Dans le village de Fleurance, dans le Gers, l’inquiétude grandit après la disparition de Lyhanna, une fillette de 11 ans, survenue le vendredi 29 mai 2026. Les circonstances de cette disparition demeurent floues, et les recherches intensifiées par les gendarmes soulèvent de nombreuses interrogations au sein de la communauté.
EN BREF
- Lyhanna, 11 ans, a disparu le 29 mai 2026 à Fleurance.
- Jérôme B., 41 ans, mis en examen pour enlèvement et séquestration.
- 200 gendarmes mobilisés pour les recherches, qui se poursuivent activement.
Jérôme B., un homme de 41 ans au profil jugé inquiétant, a été mis en examen pour « enlèvement et séquestration d’un mineur de moins de 15 ans ». Plusieurs témoins affirment avoir vu Lyhanna dans sa voiture le jour de sa disparition. L’individu, habitant de Montestruc-sur-Gers, persiste à nier toute implication, clamant avoir déposé la jeune fille devant la piscine municipale de Fleurance ce jour-là.
Depuis cette date, environ 200 gendarmes se sont mobilisés pour retrouver l’adolescente. Le colonel Philippe de Laforcade, commandant du groupement de gendarmerie du Gers, a tenu une conférence de presse le 2 juin pour donner des nouvelles sur l’avancée des recherches.

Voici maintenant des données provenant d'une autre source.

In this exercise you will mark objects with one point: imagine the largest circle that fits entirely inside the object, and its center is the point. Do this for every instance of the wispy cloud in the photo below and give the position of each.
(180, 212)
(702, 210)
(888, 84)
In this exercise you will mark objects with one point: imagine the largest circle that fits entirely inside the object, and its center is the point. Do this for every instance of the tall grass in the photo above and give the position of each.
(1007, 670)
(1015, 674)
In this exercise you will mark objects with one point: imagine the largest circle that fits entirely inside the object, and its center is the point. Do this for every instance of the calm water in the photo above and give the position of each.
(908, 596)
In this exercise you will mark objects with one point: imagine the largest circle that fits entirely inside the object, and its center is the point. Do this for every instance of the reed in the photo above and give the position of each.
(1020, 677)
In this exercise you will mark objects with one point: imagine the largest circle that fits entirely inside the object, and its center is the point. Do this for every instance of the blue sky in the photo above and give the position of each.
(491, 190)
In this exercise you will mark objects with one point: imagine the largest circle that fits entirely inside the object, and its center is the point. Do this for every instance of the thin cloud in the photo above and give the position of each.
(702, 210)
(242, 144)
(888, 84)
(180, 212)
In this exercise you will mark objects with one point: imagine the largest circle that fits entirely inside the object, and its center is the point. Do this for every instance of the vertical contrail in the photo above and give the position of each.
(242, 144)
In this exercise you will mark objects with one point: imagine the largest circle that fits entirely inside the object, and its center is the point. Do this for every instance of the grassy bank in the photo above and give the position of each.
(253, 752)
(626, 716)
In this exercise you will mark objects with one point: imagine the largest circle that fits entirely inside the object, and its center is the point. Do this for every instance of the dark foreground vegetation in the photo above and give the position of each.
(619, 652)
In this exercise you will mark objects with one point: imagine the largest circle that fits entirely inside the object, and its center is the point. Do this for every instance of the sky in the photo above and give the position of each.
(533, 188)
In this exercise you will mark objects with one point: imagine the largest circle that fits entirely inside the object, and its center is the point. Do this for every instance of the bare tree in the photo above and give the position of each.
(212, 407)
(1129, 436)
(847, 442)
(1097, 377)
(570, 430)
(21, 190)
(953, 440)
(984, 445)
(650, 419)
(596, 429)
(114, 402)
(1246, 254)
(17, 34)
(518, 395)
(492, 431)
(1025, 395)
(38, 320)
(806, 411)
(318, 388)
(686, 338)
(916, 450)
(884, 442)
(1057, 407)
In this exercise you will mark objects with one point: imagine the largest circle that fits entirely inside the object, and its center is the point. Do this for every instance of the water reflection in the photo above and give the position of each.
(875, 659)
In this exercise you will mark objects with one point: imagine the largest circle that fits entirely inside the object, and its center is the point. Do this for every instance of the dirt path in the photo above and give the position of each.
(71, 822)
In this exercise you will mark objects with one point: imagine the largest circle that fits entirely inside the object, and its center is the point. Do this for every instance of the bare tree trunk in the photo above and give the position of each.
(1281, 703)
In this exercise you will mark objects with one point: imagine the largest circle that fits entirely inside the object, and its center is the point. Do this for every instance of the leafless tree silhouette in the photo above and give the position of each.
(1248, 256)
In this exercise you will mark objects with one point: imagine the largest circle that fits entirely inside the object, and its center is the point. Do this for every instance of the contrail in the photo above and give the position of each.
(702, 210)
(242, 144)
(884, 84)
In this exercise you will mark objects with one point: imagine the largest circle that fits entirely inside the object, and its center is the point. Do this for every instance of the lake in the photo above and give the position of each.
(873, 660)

Il a précisé que les investigations continuent sur le terrain, dans les airs, ainsi que le long des cours d’eau. “On explore tout, mais le nombre de cachettes est presque infini”, a-t-il déclaré, en soulignant que bien que « le temps joue contre nous », la détermination des équipes reste intacte. “On espère qu’elle est en vie. C’est le 5e jour de recherches, mais notre énergie est intacte”, a-t-il ajouté.
Parallèlement, la section de recherches de Toulouse effectue des analyses approfondies, tandis que des chasseurs et des clubs équestres participent activement aux opérations. À Fleurance, l’espace culturel et sportif a été transformé en base opérationnelle. Chaque matin, les gendarmes y reçoivent un briefing avant de se déployer en plusieurs équipes sur les secteurs définis par le commandement.
À Montestruc-sur-Gers, où réside Jérôme B., l’incompréhension est palpable. Dans ce village de 700 habitants, les voisins décrivent le suspect comme “un homme normal”, “affable” et “discret”. Cette situation a suscité de nombreuses interrogations : “Mais qui connaît vraiment ses voisins ?” s’interrogent les habitants. La maire de la commune, sous le choc, a confié à Sud Ouest que “personne ne connaissait le nom de Montestruc. D’un seul coup, on est devenu le village du suspect numéro 1 dans l’affaire Lyhanna.”
La communauté demeure en émoi, espérant un dénouement rapide et positif à cette affaire qui a bouleversé leur quotidien. La mobilisation des gendarmes et le soutien de la population témoignent d’une volonté collective de retrouver Lyhanna et de comprendre ce qui est réellement arrivé.